"Finché il caffé è caldo": un libro per chi non ha pretese
Immaginate un bar in un paese del Giappone. Alla parete tre grandi orologi che segnano orari differenti. Senza condizionatore, eppure sempre fresco. Privo di finestre. Aperto notte e giorno, sette giorni su sette. In un locale del genere è facile perdere la cognizione del tempo. Immaginate una sedia e la possibilità di rivivere un determinato momento del passato (o anche del futuro), rispettando specifiche regole, con la consapevolezza che il presente comunque non cambierà.

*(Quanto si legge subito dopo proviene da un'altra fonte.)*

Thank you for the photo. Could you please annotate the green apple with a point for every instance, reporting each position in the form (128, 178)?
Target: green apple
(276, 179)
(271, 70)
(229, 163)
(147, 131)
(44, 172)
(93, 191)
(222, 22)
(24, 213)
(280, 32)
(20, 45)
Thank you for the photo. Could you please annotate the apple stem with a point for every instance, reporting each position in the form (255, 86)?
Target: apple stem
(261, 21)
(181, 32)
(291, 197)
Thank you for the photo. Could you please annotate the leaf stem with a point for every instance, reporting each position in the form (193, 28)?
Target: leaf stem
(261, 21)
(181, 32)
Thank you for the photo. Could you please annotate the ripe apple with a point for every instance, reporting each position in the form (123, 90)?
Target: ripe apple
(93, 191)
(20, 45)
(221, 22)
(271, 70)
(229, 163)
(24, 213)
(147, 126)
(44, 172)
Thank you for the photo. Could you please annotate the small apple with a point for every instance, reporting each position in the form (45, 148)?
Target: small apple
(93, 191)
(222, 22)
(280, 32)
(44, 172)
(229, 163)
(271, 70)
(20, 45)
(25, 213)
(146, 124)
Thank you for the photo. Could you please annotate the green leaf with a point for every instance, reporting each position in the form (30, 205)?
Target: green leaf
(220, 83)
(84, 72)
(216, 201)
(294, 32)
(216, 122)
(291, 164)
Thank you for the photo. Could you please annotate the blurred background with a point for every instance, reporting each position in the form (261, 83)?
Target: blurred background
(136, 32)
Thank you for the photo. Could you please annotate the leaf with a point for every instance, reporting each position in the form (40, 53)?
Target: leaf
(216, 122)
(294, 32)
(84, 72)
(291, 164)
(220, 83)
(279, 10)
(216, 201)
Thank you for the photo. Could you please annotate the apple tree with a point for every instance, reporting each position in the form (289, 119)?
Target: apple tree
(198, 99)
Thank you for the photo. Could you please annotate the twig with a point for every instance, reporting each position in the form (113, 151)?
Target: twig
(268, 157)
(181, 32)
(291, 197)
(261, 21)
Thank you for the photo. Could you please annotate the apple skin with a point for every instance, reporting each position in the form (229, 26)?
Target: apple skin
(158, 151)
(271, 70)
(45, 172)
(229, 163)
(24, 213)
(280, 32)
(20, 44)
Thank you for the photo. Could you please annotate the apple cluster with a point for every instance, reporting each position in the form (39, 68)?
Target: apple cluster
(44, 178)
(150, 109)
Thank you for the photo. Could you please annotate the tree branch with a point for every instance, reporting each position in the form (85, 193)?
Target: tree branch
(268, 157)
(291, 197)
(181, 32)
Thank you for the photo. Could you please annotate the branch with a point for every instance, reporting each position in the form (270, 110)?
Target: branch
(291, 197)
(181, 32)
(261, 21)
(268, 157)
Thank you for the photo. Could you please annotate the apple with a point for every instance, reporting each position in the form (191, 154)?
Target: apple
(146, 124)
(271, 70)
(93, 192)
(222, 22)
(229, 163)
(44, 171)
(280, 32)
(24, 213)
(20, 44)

Kawaguchi T., "Finché il caffé è caldo", Garzanti, 2020. |
"I pilastri robusti e le travi di legno sul soffitto erano di un bel marrone lucido, come i gusci delle castagne. Alle pareti c'erano i soliti tre grandi orologi. I muri erano di intonaco beige, con la patina lasciata da più di cent'anni: le parve tutto bellissimo. La luce soffusa che tingeva di seppia l'intero caffè, anche di giorno, toglieva il senso del tempo. L'atmosfera retrò del locale aveva un effetto confortante. In alto c'era una pala da soffitto, che ruotava lenta senza rumore."
Leggendo "Finché il caffè è caldo", la sensazione è proprio quella di perdersi in un tempo e in mondo lontani.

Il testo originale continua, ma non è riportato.